Het middagdeel staat in het teken van het keuzeprofiel. De focus ligt dan meer op vakkennis, in combinatie met een van de thema’s Arts, Business, Science, Global of Technology. “Daar ontstaan steeds vaker kruisbestuivingen, zoals tussen leerlingen met een technisch profiel en leerlingen met een creatief profiel. Dat is mooi om te zien”, verheldert Ton.
Beide scholen hebben nog het nodige denkwerk te verrichten over de wijze van examinering van het praktijkvak. In Oss sluiten de leerlingen elke module af met een cijfer. Het praktijkvak geldt er verder als extra examenvak. “Het moet niet zo zijn dat een leerling denkt hiermee een onvoldoende te kunnen compenseren. Een havodiploma moet wel een echt havodiploma zijn”, merkt Ton op. Kim en Sander staan er op dezelfde wijze in. "Je wilt iets kunnen zeggen over een leerling, daarvoor is een valide cijfer nodig”, oordeelt Sander. Kim knikt en duidt tegelijkertijd een dilemma aan: “Dit schuurt natuurlijk wel, want wat druk je uit in een cijfer? Ik hoop dat de ontwikkeling van het praktijkvak ons ook leert over mogelijke andere manieren van examineren. Met meer oog voor persoonlijke ontwikkeling en vaardigheden. Die zijn op het hbo en in het verdere leven net zo belangrijk als kennis, misschien nog wel meer.”

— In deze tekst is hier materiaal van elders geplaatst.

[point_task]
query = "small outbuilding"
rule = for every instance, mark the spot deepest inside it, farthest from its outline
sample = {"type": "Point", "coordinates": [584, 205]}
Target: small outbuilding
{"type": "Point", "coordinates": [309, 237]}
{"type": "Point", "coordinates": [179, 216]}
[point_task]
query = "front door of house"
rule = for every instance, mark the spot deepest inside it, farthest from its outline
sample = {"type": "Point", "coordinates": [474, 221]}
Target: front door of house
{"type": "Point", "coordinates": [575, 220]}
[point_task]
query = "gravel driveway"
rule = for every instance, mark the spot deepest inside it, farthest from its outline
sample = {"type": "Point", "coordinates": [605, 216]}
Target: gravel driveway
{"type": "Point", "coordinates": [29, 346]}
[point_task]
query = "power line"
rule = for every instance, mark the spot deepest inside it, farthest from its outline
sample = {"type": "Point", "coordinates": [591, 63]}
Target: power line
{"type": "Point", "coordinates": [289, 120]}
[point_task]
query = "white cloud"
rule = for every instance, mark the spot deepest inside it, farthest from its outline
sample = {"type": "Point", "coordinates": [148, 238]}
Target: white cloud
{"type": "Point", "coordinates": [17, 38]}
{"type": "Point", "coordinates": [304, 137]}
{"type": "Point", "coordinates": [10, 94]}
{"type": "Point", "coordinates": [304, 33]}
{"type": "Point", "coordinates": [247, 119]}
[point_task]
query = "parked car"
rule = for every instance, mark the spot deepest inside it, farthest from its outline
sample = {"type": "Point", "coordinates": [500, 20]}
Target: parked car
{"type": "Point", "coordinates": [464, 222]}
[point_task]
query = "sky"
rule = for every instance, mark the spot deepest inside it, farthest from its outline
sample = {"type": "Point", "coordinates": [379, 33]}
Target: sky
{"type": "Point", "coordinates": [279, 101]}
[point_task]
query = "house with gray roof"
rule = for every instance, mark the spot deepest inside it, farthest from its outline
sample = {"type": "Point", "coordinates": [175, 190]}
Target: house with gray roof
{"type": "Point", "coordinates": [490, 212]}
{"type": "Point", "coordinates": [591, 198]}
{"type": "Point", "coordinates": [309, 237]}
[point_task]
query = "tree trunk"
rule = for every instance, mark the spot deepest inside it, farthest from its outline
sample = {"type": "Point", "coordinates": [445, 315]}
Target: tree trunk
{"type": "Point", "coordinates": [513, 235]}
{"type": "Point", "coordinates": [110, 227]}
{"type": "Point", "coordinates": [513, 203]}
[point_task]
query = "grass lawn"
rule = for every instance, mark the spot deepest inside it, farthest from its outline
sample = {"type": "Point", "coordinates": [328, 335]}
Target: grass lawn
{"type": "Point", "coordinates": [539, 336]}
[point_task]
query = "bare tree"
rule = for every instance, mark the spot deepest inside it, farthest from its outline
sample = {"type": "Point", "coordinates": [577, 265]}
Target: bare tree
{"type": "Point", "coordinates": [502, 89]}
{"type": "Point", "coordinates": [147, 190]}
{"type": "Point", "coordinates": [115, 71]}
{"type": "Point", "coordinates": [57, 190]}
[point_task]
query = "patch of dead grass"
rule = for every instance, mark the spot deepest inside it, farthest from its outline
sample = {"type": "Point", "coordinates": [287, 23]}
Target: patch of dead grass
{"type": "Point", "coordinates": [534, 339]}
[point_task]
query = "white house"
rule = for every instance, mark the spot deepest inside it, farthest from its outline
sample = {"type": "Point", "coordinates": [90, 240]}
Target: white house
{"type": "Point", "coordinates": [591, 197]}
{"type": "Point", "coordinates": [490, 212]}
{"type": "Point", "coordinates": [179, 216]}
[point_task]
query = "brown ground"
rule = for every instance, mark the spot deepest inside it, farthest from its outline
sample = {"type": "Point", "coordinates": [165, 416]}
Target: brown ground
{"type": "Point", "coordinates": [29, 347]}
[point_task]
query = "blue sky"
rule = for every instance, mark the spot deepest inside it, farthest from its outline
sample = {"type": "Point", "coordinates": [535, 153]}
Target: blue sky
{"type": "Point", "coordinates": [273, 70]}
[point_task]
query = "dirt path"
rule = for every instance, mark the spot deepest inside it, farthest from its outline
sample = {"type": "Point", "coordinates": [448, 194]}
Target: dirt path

Het Twents Carmel College studeert op de mogelijkheid om het praktijkvak af te ronden met een meesterproef. In nauwe samenwerking met het bedrijf waar de leerling stage heeft gelopen en met begeleiding vanuit de school. De betrokkenheid van het bedrijfsleven is groot. “Veel bedrijven hebben wel ergens een probleem liggen waaraan ze door drukte en personeelsschaarste niet toekomen. Die vinden het prettig als andere ogen meekijken”, weet Kim. Ook Mondriaan College schakelt steeds meer bedrijven in. Tijdens de ‘Mondriaan College Tour’ gaan leerlingen verschillende bedrijven in, vanuit de gedachte dat ze alleen al veel leren door te kijken. Vertegenwoordigers uit samenleving en bedrijfsleven houden bovendien spreekbeurten in de school. “Voor de komende tijd is het de uitdaging om onze leerlingen nog meer de schoolbanken uit te krijgen”, vindt Twan.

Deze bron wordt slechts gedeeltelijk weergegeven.